For traders, the immediate relevance is less the long-run reshoring thesis and more the clock. Hughes described the Senate’s window as “unforgiving” ahead of the November midterm elections and the campaign season that compresses floor time. His warning was explicit: “The Senate has only weeks to move the bill before the August recess, after which the midterm election calendar takes over,” he said.

That creates a defined policy window where each procedural milestone can reprice US venue narratives, even if the bill’s ultimate passage remains uncertain.

USD Demand, Offshore Liquidity: The Exchange-Share Numbers Cited in the Debate

Hughes anchored the argument in flow math. “The US dollar is the world's largest fiat on-ramp for cryptocurrency, accounting for over $2.4 trillion in volume between July 2024 and June 2025,” he said. In market-structure terms, that is the demand side concentrated in USD rails.

The supply side, as framed in his comments, is where the mismatch shows up. Hughes said “the vast majority” of crypto trading volume occurs on exchanges based outside the US, adding that Binance alone accounted for over 38% of all centralized exchange trading volume in December 2025.

He also pointed to limited US representation in global CEX rankings. Coinbase was described as the only US-based exchange in CoinGecko’s top 10 centralized exchanges report for 2025, with a 6.1% market share.

If those shares are directionally right, the reshoring bet is really a bet on regulatory clarity changing venue preference, not on organic demand appearing. Liquidity tends to stay where spreads are tight and product breadth is deep, until rules force a reroute.

Banking Committee Markup: The Next Procedural Gate Before August Recess

The Senate Banking Committee has scheduled a markup for CLARITY on the Thursday following the May 9 publication. A markup is the committee session where senators debate the text, adopt or reject amendments, and vote on whether to advance the bill.

In practice, this is where “support” becomes legible. Amendments can change scope, shift agency lines, and introduce carve-outs that alter how exchanges and issuers would be treated. Even if the bill advances, the markup outcome can reshape the market’s read on who benefits and which business models get regulatory cover.

Industry messaging is already treating the path as non-linear. At the Consensus 2026 conference in Miami, Ripple CEO Brad Garlinghouse warned that despite recent progress, passage into law still is not guaranteed.

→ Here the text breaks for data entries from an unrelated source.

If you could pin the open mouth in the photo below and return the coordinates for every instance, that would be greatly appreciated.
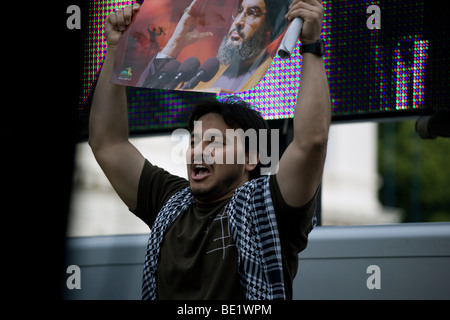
(200, 171)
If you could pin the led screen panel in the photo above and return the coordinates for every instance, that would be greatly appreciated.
(383, 58)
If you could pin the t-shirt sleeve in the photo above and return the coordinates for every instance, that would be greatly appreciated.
(156, 186)
(294, 224)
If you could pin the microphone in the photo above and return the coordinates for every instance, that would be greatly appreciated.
(290, 38)
(206, 72)
(167, 73)
(185, 72)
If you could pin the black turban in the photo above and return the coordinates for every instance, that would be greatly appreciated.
(276, 10)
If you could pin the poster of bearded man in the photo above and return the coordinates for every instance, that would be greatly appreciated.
(201, 45)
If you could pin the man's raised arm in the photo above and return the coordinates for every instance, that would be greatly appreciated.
(301, 166)
(121, 162)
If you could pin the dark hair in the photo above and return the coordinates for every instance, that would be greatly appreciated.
(276, 10)
(236, 113)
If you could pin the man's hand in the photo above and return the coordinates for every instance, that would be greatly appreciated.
(186, 32)
(311, 11)
(117, 22)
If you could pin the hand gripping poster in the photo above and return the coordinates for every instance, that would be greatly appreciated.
(222, 46)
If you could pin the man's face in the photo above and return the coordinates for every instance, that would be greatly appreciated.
(248, 35)
(214, 181)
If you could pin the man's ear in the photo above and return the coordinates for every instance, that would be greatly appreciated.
(251, 161)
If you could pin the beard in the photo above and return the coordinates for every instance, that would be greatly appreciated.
(247, 50)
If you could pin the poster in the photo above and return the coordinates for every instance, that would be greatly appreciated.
(222, 46)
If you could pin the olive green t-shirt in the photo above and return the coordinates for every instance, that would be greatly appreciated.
(198, 257)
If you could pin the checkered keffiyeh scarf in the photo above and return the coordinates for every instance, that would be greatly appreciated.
(254, 228)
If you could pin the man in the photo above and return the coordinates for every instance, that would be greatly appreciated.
(243, 52)
(226, 232)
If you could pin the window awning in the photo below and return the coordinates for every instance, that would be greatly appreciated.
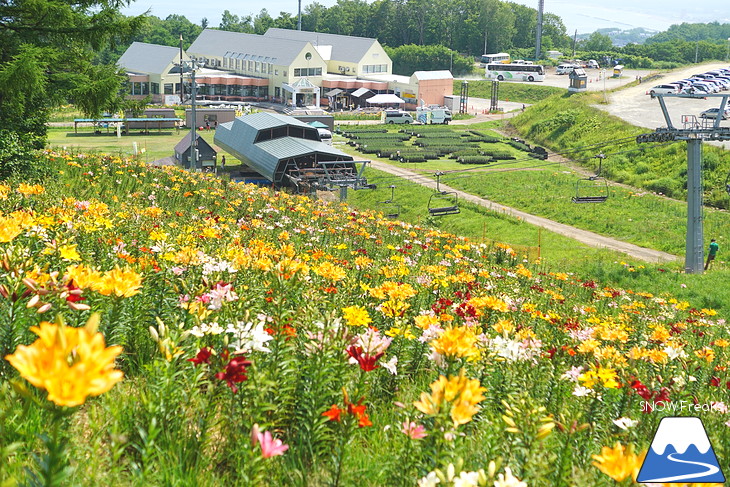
(360, 92)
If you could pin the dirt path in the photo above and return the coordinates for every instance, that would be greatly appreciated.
(589, 238)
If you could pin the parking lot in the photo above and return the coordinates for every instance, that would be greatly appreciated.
(636, 107)
(633, 104)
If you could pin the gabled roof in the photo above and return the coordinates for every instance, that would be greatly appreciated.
(344, 48)
(219, 43)
(145, 58)
(269, 157)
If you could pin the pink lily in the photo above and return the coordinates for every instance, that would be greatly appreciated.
(413, 430)
(270, 447)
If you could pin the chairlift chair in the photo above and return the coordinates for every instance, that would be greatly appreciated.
(443, 202)
(390, 207)
(593, 189)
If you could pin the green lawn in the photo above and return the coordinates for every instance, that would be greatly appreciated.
(150, 146)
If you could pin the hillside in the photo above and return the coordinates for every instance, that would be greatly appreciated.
(352, 349)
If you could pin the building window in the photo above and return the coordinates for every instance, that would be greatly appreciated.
(375, 68)
(302, 72)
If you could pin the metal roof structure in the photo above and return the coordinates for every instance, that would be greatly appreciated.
(288, 152)
(344, 48)
(220, 43)
(146, 58)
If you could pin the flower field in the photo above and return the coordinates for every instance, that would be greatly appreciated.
(160, 327)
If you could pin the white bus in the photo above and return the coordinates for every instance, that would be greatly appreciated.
(523, 72)
(500, 57)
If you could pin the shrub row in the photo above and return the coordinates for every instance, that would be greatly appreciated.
(474, 159)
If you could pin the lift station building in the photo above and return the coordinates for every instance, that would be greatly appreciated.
(288, 152)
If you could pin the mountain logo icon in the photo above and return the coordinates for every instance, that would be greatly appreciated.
(680, 452)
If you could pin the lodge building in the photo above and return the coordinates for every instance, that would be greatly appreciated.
(282, 66)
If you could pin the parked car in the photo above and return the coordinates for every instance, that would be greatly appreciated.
(667, 89)
(696, 90)
(712, 113)
(707, 87)
(398, 116)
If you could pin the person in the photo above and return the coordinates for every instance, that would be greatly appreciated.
(714, 247)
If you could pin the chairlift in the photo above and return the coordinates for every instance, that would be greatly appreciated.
(593, 189)
(390, 207)
(443, 202)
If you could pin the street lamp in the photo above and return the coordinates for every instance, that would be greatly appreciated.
(193, 65)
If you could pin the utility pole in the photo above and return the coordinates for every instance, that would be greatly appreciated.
(694, 134)
(299, 21)
(182, 85)
(538, 39)
(194, 121)
(575, 41)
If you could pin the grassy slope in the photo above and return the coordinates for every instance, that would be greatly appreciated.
(661, 221)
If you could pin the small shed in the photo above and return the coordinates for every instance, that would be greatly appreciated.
(578, 80)
(207, 156)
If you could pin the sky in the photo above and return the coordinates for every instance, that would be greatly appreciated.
(585, 16)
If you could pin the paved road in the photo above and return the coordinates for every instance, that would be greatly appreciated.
(636, 107)
(589, 238)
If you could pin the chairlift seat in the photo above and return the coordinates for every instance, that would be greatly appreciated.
(444, 210)
(589, 199)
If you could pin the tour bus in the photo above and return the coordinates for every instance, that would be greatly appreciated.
(523, 72)
(500, 57)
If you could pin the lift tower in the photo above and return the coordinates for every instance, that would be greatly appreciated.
(694, 132)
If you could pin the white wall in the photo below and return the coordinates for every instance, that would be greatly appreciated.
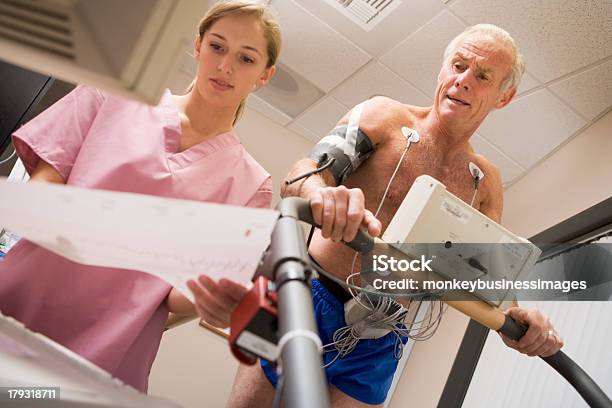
(194, 367)
(576, 177)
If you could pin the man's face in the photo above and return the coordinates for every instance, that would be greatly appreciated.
(470, 79)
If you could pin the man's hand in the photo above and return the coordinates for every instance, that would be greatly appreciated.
(340, 212)
(541, 339)
(215, 301)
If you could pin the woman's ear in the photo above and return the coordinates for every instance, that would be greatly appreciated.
(197, 45)
(266, 76)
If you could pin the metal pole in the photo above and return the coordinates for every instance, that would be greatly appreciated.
(304, 382)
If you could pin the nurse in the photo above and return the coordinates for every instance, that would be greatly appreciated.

Signals to Watch for CLARITY Act timeline and US crypto

The first signal is the Banking Committee markup itself: whether CLARITY advances and what amendments, if any, are adopted.

Next is Senate leadership guidance on floor time before the August recess. Hughes’ “weeks” framing makes scheduling risk the dominant variable, and the excerpt does not specify the exact calendar date beyond “Thursday of the week following this publication.”

Traders should also watch post-markup statements from major US exchanges and large issuers, including Coinbase and Ripple, for changes in tone on passage odds.

Polling is a softer input but still part of the narrative. A HarrisX poll published in May found 52% of 2,028 registered US voters surveyed supported passing the CLARITY Act. “Support for the CLARITY Act crosses party lines,” HarrisX said, describing strong support among both Democrats and Republicans. Any updated polling or whip-count style signals that confirm or contradict that baseline could move expectations at the margin.

If the Window Closes, Liquidity Stays Offshore by Default

I treat this as a calendar trade more than a conviction call on reshoring. The threshold that matters is whether the markup produces a clean advance and a credible path to floor time before the August recess, because that is when “regulatory clarity” stops being a slogan and starts becoming a timeline.

If the Senate slips the window Hughes outlined, the setup starts to look structural rather than narrative-driven: USD demand can stay dominant while execution liquidity remains offshore, and the market keeps pricing US venue exposure as a policy risk instead of a growth lever.